Audacious. Given that we have a quite large, poorly documented project in a language that while being excellent is only spoken by very few people, here.
Well, if we abstract to “IOG”, it’s rather the same entity to trust than an extra one.
They should probably sign the binary distributions to allow a little extra trust there, but then?
Yep. Except that once the code is compiled it is absolutely impossible for me to look at any of it. But I do agree with your general argument. Though I am learning Haskell, it might take me a few more years of hard work before that will make much difference.
Yes and no. A software is just a software. It’s either well built and works all the time, or badly built but still used by many. If it comes from upstream and there’s a bug, just report it. If you discover security flaws on the binaries, then just report it. From my experience, cardano has an excellent dev support team but I feel you don’t need to compile and build yourself just to prove the software is working or to tighten security. Of course if you want to prove you have a correct haskell setup, then I agree. That’s why Archlinux has 2 versions of the package. The cardano-node which needs compiling (that’s why you have ghc-8.10.7 in dependencies) and cardano-node-bin with static binaries.
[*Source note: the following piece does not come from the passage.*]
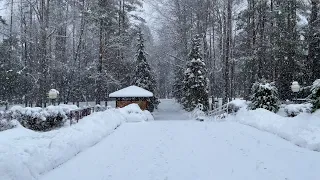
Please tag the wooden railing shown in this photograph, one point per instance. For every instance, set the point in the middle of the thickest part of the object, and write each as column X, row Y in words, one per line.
column 78, row 114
In the end both are correct views but I won’t worry about security as long as sources comes from proper channels upstream. If there’s a bug, just report it.
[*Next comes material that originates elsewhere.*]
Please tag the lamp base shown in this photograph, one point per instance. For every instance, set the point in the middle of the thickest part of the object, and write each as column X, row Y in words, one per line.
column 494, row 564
I think if someone writes a system package file or it, the maintainer probably should be sign but gnupg should take care of this.
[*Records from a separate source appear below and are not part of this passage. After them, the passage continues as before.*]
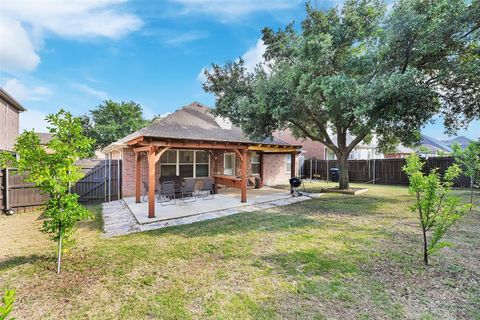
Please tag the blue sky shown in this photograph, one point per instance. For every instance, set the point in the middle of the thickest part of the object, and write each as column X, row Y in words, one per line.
column 75, row 54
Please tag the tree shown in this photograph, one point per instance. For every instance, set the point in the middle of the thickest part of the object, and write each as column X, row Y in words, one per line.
column 437, row 208
column 469, row 159
column 359, row 71
column 52, row 169
column 111, row 121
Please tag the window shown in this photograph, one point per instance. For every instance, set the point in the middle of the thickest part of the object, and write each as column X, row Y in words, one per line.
column 255, row 163
column 229, row 164
column 168, row 163
column 202, row 167
column 185, row 163
column 288, row 164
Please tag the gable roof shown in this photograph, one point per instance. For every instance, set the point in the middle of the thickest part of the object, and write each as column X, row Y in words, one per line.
column 192, row 122
column 4, row 95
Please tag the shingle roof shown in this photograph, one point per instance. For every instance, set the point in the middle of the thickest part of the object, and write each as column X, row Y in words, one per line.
column 192, row 122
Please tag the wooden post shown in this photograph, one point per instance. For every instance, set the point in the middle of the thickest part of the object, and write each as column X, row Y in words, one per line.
column 261, row 170
column 293, row 165
column 244, row 175
column 151, row 182
column 138, row 176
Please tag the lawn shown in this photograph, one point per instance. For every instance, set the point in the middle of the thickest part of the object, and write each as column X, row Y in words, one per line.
column 339, row 257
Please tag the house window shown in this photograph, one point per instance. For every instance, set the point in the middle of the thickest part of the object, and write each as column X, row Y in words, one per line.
column 229, row 164
column 168, row 163
column 202, row 166
column 255, row 163
column 288, row 164
column 185, row 163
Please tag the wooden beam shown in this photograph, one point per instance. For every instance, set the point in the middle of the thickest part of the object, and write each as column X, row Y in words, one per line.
column 244, row 176
column 284, row 149
column 151, row 182
column 138, row 177
column 293, row 165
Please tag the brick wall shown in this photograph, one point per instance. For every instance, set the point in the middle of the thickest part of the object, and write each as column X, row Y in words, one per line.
column 274, row 168
column 9, row 125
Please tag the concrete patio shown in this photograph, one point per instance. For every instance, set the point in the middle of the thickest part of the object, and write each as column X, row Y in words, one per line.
column 225, row 199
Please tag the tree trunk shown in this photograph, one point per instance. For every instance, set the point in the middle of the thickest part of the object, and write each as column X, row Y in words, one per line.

I was not referring to the signatures of Debian packages, but to the binary releases on update-cardano-mainnet.iohk.io. It would be good if those were signed, so that we could be a bit more sure to get binaries actually compiled by people at IOG who have the proper roles and rights.
I have another problem:
I creat cardano node and cardano stake pool , I have two wallet:payment and stake.
How can I access to my wallets with another platform such as android to this wallets?
Thanks
If you did not create the wallet starting from a seed phrase, you cannot access them from a classic wallet.
Can I create wallet with seed in stake pool linux?
I just tested the script again and it works perfectly. You are also missing the cardano-address command, you need to install this binary from Github.
You can use cardano-wallet instead of cardano-address.
This should contain the required files: https://github.com/input-output-hk/cardano-wallet/releases/download/v2022-12-14/cardano-wallet-v2022-12-14-linux64.tar.gz
The error with line 8 permission denied is probably because you executed the script multiple times. It is the intended behaviour, to avoid overwritting the current wallet.